Иван царевич и C. Волк.Похищение Елены - Светлана Багдерина 57 стр.


– Я?.. Кто – "я"?.. Не может быть… Елена… Доченька наша… Елена… – царь распереживался и захлопал себя по бокам как нервная курица перед полетом. – Не

может быть!.. Ты жива!!!.. А мы-то уж тебя… Не может быть!.. Прости дураков…А что с ребеночком? Все хорошо? А уж мы-то боялись, мы-то боялись… Ой, дела… Вот дела…

Объятьям и слезам не было бы конца, если бы не прибытие "меховым экспрессом" не дождавшихся ни сигнала, ни новостей царицы Ефросиньи, и Серафимы за ней, с остатками крышки ларя в судорожно сжатых кулаках.

И все началось по новой.

– Милости всех прошу в мою скромную обитель, – отвесил изящный поклон и распахнул дверце шкафа, маскирующего вход в его жилище Дионисий, когда женщины, наконец, всласть наобнимались, наплакались и насмеялись. – Места здесь немного, но над этим можно поработать. Дам попрошу пригнуться – притолока низкая.

Корешки книг растворились в воздухе, и новые постояльцы увидели маленькую, уютную прихожую.

– Матушка Ефросинья, Серафима! – не успев переступить порога тесного мирка Дионисия, ставшего теперь убежищем еще для трех человек, самым заговорщицким из заговорщицких тонов произнесла Елена. И по голосу и виду ее было ясно, что сейчас она скажет им такое, что распирало, буквально разрывало ее уже много бесконечных дней, и от чего они ахнут и восхитятся. – А попробуйте угадать, с кем я познакомилась, пока пряталась здесь?..

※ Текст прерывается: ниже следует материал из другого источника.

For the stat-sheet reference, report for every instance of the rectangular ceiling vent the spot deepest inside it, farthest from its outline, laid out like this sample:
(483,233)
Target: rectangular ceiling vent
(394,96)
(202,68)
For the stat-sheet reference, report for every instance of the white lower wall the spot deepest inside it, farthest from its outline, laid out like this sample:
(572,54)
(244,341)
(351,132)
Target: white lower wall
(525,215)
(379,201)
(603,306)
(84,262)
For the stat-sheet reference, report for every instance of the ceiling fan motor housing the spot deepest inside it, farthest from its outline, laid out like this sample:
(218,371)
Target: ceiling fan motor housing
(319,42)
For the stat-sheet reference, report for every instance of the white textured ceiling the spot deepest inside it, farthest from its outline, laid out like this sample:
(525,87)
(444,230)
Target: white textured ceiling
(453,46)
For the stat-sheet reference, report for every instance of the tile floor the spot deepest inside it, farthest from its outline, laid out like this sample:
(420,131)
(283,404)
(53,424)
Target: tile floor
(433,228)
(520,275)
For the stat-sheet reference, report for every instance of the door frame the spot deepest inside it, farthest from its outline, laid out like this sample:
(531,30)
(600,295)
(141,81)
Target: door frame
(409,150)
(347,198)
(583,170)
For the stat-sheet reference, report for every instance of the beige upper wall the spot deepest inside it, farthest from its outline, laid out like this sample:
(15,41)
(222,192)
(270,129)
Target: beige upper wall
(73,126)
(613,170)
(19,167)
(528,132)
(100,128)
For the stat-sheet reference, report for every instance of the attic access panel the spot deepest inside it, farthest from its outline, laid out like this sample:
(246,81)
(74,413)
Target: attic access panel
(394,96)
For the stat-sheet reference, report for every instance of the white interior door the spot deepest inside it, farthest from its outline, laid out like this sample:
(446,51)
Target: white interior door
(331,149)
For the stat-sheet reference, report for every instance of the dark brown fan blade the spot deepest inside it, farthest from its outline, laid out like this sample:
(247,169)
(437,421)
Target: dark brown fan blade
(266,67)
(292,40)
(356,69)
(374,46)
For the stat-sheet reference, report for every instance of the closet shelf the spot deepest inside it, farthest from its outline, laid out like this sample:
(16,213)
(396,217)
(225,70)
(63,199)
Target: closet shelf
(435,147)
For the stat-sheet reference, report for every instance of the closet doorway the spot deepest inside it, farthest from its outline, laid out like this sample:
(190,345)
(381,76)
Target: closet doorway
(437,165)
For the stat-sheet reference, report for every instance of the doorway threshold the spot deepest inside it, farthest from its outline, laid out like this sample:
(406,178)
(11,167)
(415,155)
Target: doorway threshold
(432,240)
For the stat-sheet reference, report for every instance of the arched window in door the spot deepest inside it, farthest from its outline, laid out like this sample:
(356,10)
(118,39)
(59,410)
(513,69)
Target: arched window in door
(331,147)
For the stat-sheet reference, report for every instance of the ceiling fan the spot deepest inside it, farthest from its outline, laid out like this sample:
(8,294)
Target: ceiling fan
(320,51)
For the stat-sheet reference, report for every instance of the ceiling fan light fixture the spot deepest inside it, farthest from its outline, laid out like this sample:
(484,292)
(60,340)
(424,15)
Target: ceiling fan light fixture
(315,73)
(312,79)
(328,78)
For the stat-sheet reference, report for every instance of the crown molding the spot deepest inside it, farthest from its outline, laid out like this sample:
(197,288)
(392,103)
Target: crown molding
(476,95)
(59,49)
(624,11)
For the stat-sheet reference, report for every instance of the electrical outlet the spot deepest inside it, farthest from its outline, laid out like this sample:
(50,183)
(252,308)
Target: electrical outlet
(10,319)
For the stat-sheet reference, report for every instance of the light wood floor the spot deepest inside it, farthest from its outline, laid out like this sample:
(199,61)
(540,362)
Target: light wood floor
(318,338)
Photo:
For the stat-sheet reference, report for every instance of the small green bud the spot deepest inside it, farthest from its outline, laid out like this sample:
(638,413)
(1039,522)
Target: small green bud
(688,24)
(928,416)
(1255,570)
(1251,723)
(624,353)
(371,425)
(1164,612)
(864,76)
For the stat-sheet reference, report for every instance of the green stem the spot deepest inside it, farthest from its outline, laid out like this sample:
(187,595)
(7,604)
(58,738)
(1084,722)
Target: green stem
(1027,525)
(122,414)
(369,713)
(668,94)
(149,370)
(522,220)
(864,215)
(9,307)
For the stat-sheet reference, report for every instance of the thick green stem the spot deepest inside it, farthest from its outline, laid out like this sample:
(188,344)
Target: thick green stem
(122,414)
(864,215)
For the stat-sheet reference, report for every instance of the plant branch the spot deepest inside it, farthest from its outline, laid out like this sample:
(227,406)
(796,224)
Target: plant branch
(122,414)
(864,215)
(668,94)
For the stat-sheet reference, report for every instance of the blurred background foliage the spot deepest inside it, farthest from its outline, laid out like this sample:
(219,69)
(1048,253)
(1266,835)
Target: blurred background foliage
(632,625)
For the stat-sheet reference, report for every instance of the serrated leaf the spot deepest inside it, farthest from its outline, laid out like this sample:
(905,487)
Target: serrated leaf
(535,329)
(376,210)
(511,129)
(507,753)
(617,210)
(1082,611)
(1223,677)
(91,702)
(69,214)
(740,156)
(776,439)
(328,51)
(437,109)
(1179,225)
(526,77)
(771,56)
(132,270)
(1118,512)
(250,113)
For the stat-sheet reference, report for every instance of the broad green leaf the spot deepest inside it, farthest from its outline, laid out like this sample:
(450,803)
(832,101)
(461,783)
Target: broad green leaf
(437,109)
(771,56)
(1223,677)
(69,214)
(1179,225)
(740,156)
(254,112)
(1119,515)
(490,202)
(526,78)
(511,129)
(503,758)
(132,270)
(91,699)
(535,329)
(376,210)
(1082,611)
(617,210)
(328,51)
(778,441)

Пока женщины обменивались свежей порцией восторгов и восклицаний – откуда только брать успевали! – Симеон, наученный горьким опытом, больше не пытаясь распрямиться, подковылял к Граненычу, перерезавшему веревку, тянущейся к месту их недавнего заточения, и брезгливо ткнул пальцем в мертвого колдуна у окна:

– А с этим что будем делать? Если его найдут его головорезы, ты представляешь, что тут начнется?

Истопник честно поразмышлял с полминуты и покачал головой:

– Нет, не представляю.

– Я знаю, что нужно делать, – библиотечный проводил дам в дом и тут же вернулся.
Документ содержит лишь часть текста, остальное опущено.